Bloody with spurring, fiery red with haste,

riding furiously through the country in quest of the fugitives.

NOTE 3, p. 28

To go out, or to have been out, in Scotland was a conventional phrase similar to that of the Irish respecting a man having been up, both having reference to an individual who had been engaged in insurrection. It was accounted ill-breeding in Scotland about forty years since to use the phrase rebellion or rebel, which might be interpreted by some of the parties present as a personal insult. It was also esteemed more polite, even for stanch Whigs, to denominate Charles Edward the Chevalier than to speak of him as the Pretender; and this kind of accommodating courtesy was usually observed in society where individuals of each party mixed on friendly terms.

NOTE 4, p. 38

The Jacobite sentiments were general among the western counties and in Wales. But although the great families of the Wynnes, the Wyndhams, and others had come under an actual obligation to join Prince Charles if he should land, they had done so under the express stipulation that he should be assisted by an auxiliary army of French, without which they foresaw the enterprise would be desperate. Wishing well to his cause, therefore, and watching an opportunity to join him, they did not, nevertheless, think themselves bound in honour to do so, as he was only supported by a body of wild mountaineers, speaking an uncouth dialect, and wearing a singular dress. The race up to Derby struck them with more dread than admiration.
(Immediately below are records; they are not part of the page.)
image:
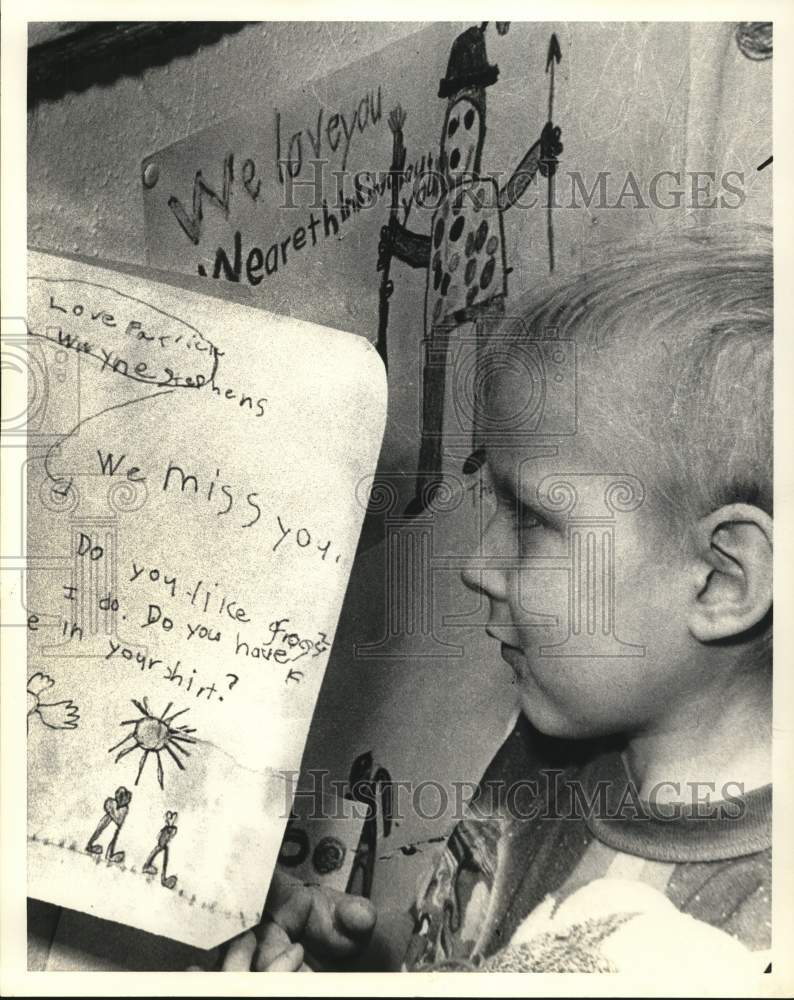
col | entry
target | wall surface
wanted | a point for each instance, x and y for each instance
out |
(634, 99)
(84, 151)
But it is difficult to say what the effect might have been had either the battle of Preston or Falkirk been fought and won during the advance into England.

NOTE 5, p. 43

Divisions early showed themselves in the Chevalier's little army, not only amongst the independent chieftains, who were far too proud to brook subjection to each other, but betwixt the Scotch and Charles's governor O'Sullivan, an Irishman by birth, who, with some of his countrymen bred in the Irish Brigade in the service of the King of France, had an influence with the Adventurer much resented by the Highlanders, who were sensible that their own clans made the chief or rather the only strength of his enterprise. There was a feud, also, between Lord George Murray and John Murray of Broughton, the Prince's secretary, whose disunion greatly embarrassed the affairs of the Adventurer. In general, a thousand different pretensions divided their little army, and finally contributed in no small degree to its overthrow.